Adobe has announced the existence of no less than five local and remote code execution vulnerabilities in the 8.1.2 and earlier versions of Adobe Reader and Acrobat. Security patches have been released for all of them along with an advisory, which also includes a privilege escalation and a denial of service vulnerability.

One of the most critical and exploitable vulnerabilities was discovered by Damian Frizza from the CORE IMPACT Exploit Writers Team at Core Security Technologies and is identified as CVE-2008-2992. The vulnerability consists of a buffer overflow occurring during execution of the JavaScript printf function. Successful exploitation allows an attacker to remotely execute arbitrary code on the system under the privileges of the current user.

This can be achieved by serving a maliciously crafted PDF file to a user.
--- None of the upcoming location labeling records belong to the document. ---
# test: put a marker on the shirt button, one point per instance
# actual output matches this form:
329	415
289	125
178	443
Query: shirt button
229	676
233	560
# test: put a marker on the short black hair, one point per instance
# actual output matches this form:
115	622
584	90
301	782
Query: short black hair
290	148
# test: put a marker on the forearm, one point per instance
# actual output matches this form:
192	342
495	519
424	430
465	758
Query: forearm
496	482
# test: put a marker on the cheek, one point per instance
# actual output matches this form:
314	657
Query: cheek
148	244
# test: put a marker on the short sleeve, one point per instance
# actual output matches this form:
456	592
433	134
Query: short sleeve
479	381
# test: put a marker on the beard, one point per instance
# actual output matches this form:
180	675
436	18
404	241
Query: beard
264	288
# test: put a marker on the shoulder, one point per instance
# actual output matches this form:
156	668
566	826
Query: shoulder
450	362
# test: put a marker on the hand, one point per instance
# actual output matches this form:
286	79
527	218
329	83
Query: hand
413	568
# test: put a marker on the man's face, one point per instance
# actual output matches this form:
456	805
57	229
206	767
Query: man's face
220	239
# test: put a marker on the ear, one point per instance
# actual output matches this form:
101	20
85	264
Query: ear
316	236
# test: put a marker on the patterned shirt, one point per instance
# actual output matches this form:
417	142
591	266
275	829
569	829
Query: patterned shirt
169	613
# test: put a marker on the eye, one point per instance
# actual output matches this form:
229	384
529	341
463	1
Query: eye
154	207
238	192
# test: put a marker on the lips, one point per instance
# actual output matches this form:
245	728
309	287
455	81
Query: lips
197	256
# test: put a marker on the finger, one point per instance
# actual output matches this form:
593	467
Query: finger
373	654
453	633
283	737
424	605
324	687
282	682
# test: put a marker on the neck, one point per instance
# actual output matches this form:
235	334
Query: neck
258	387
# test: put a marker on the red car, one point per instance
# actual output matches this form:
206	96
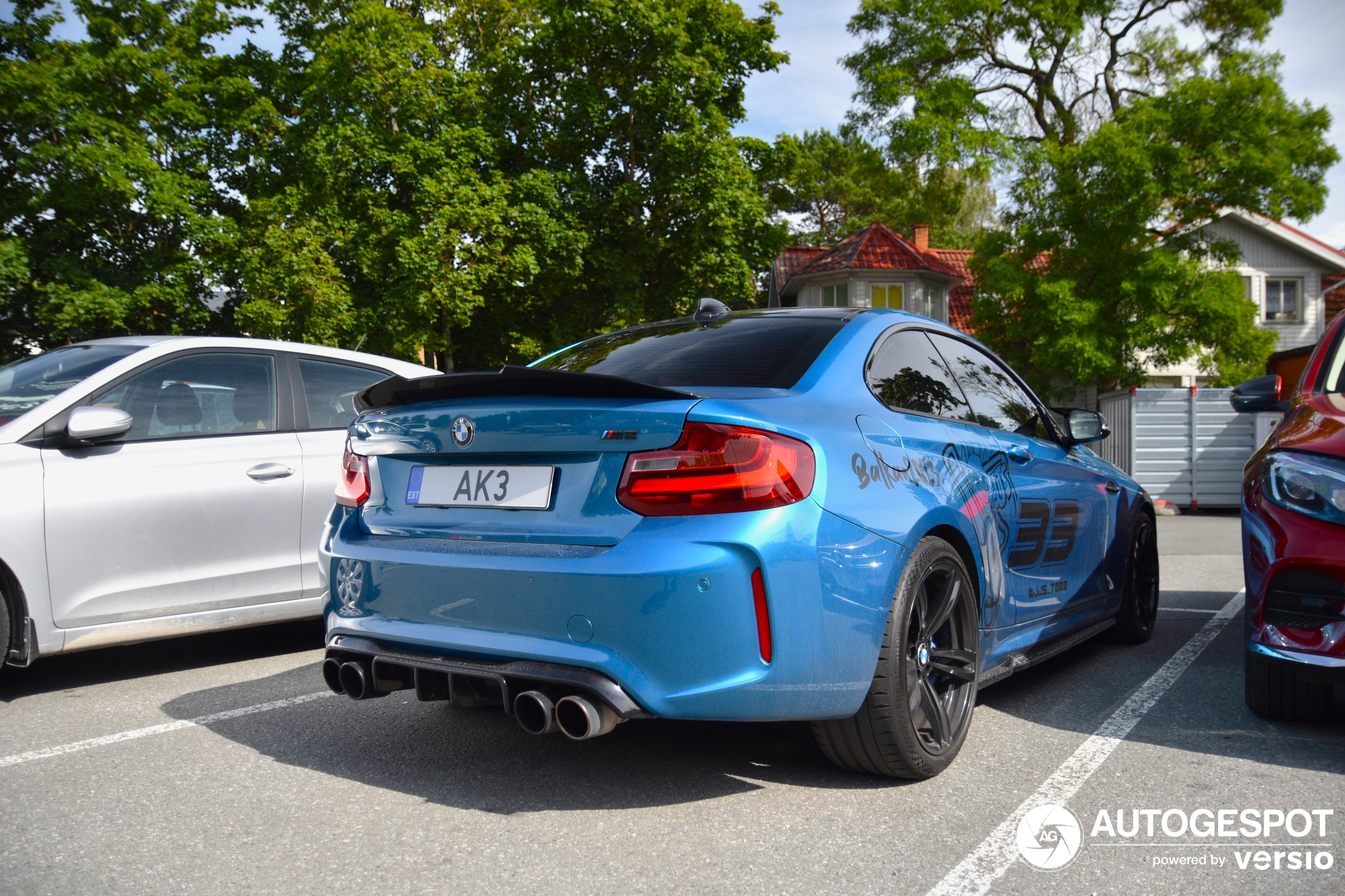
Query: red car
1294	539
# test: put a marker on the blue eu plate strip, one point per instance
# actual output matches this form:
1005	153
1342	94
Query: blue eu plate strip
414	485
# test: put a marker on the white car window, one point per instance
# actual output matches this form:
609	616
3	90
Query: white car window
330	391
28	383
210	394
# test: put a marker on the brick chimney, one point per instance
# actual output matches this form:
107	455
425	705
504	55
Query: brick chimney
922	237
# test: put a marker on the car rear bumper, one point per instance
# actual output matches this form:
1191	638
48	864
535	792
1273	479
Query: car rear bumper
668	613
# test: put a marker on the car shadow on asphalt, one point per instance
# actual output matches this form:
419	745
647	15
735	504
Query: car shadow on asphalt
159	657
482	759
1204	712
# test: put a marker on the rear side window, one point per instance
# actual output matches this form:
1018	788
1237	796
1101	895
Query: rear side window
997	401
1334	381
908	374
330	391
230	393
767	351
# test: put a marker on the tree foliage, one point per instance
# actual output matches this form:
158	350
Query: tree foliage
477	182
840	182
1121	141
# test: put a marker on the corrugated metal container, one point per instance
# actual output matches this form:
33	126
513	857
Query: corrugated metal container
1184	445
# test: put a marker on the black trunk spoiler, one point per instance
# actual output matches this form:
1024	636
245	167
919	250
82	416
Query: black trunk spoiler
509	381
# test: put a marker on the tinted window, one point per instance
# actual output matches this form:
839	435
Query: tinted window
200	395
997	401
908	374
29	383
1333	382
330	391
741	350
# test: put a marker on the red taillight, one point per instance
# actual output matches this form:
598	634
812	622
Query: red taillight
763	614
718	469
353	484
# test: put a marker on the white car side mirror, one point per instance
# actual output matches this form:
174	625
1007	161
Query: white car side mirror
97	423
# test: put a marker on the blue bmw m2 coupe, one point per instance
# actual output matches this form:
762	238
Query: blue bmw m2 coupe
853	518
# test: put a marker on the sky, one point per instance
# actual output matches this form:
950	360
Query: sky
814	92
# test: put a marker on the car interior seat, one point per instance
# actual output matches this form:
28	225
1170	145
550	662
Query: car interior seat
253	405
178	406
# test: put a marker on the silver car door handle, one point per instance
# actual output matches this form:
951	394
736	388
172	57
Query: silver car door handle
271	472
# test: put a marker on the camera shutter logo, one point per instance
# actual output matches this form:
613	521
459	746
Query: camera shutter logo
1050	837
463	432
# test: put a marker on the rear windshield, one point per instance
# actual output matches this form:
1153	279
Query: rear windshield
747	350
29	383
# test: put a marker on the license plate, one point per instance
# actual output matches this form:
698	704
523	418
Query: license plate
498	487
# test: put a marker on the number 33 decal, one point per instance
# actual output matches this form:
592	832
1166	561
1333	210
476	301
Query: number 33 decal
1040	532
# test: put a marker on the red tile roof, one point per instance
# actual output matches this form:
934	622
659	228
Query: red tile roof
1311	238
876	248
793	260
960	297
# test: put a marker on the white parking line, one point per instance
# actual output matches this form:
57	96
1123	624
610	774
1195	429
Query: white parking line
156	730
989	862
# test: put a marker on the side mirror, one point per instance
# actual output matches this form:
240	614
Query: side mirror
96	425
1261	394
1083	426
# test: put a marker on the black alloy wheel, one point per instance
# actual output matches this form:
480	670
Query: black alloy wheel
1140	598
940	671
6	629
919	707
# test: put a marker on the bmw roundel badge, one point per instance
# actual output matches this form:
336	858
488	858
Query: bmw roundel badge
463	432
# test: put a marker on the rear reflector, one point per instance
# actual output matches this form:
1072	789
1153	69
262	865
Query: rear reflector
353	483
763	614
718	469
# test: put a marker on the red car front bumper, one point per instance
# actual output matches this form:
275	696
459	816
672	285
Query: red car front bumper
1294	567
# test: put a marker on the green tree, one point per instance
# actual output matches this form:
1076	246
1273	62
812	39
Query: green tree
840	182
1121	141
105	179
633	105
380	213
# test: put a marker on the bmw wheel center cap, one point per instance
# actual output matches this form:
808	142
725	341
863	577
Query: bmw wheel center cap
463	432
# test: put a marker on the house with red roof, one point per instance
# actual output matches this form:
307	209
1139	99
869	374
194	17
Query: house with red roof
876	268
1296	280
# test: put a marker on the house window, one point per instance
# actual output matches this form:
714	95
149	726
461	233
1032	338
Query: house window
1284	298
928	303
890	296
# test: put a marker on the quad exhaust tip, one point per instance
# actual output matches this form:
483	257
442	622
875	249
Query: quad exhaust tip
580	719
331	675
357	682
536	712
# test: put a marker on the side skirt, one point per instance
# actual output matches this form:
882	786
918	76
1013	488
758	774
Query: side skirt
1027	659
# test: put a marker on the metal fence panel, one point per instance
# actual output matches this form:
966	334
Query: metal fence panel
1181	446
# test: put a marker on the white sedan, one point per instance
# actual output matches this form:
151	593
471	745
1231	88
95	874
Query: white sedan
168	485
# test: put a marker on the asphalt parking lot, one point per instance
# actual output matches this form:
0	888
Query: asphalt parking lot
322	794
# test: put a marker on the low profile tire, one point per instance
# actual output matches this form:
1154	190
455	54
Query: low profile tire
1274	692
918	711
6	630
1140	595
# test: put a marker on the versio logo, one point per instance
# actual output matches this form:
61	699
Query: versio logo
1050	837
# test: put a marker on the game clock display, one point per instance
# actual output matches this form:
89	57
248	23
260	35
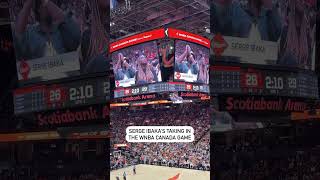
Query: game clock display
253	81
161	87
60	96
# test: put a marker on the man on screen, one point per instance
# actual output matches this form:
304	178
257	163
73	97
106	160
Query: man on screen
203	76
145	71
122	69
186	62
230	19
297	40
54	32
94	41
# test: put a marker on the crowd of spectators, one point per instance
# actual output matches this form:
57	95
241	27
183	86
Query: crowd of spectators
182	155
264	154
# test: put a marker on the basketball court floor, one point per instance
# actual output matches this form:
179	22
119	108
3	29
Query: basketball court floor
149	172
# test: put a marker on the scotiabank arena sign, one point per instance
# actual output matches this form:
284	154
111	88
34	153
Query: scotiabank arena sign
72	117
261	104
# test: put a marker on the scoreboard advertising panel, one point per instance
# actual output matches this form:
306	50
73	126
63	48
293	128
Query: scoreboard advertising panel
161	60
277	33
59	39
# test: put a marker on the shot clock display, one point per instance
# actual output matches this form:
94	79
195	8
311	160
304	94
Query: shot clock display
161	87
46	97
240	80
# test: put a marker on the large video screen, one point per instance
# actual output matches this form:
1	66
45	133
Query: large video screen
265	32
56	39
191	62
137	65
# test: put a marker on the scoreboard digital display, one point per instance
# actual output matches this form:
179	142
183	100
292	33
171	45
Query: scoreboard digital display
60	96
161	87
241	80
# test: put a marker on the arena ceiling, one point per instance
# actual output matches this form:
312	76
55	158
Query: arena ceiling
142	15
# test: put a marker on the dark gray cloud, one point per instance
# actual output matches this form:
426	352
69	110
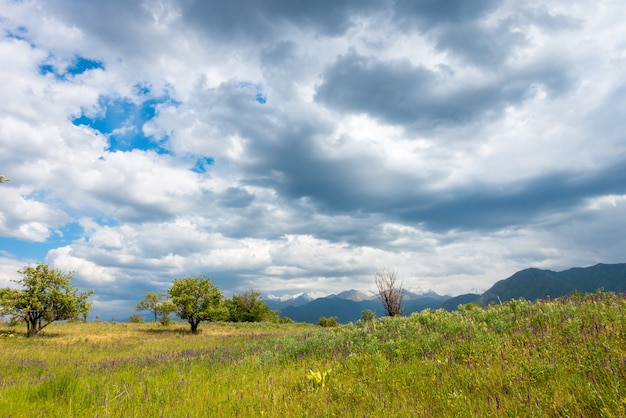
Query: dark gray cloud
241	19
234	197
398	92
485	207
310	142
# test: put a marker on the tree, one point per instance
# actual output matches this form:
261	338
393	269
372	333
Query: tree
197	299
165	309
151	303
249	307
367	315
46	295
389	290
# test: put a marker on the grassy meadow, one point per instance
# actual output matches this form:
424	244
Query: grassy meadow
565	357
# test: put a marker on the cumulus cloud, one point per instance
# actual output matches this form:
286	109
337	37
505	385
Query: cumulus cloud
292	147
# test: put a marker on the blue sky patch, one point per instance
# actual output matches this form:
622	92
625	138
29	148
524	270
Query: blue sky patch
201	165
121	119
37	251
82	64
78	66
260	96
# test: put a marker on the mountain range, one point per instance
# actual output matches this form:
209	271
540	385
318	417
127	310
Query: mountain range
530	284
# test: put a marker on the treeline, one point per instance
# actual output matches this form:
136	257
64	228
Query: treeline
46	295
197	299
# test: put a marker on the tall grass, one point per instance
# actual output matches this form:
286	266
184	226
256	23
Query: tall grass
565	357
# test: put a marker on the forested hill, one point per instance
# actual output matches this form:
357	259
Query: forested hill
532	284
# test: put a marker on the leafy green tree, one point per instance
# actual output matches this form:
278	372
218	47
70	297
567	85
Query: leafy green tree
135	319
151	302
165	309
367	315
46	295
328	322
197	299
249	307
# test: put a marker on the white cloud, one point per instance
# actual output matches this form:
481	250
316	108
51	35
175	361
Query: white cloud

The PDF file would be required to have the JavaScript exploit code embedding, so disabling JavaScript in the Reader or Acrobat applications is a workaround. However, this would also prevent legit PDFs that contain JavaScript from displaying and functioning correctly.

“As with many of today’s ubiquitous client-side applications, the sheer complexity of Adobe Reader creates a broad surface for potential vulnerabilities and, in this case, Adobe’s inclusion of a fully fledged JavaScript engine introduces the same types of implementation bugs commonly found in such sophisticated client-side programs,” noted Ivan Arce, Chief Technology Officer at Core Security Technologies.

This vulnerability was discovered while investigating an already known bug in Foxit Reader, another PDF viewing application. “While investigating the feasibility of exploiting the vulnerability previously disclosed in Foxit Reader (CVE-2008-1104) we found that Adobe Reader was affected by the same bug,” is noted in the CORE advisory.

The other vulnerabilities disclosed by Adobe in their advisory are identified in the Common Vulnerabilities and Exposures List as CVE-2008-4812, CVE-2008-4813, CVE-2008-4814, CVE-2008-4815, CVE-2008-4816, CVE-2008-4817 and CVE-2008-2549. “Adobe is not aware of any reports of these issues being exploited in the wild,” wrote the Product Security Incident Response Team (PSIRT) on their official blog. "These issues do not apply to Adobe Reader 9 or Acrobat 9, so no action is required for customers who already have Adobe Reader 9 or Acrobat 9 installed," they add.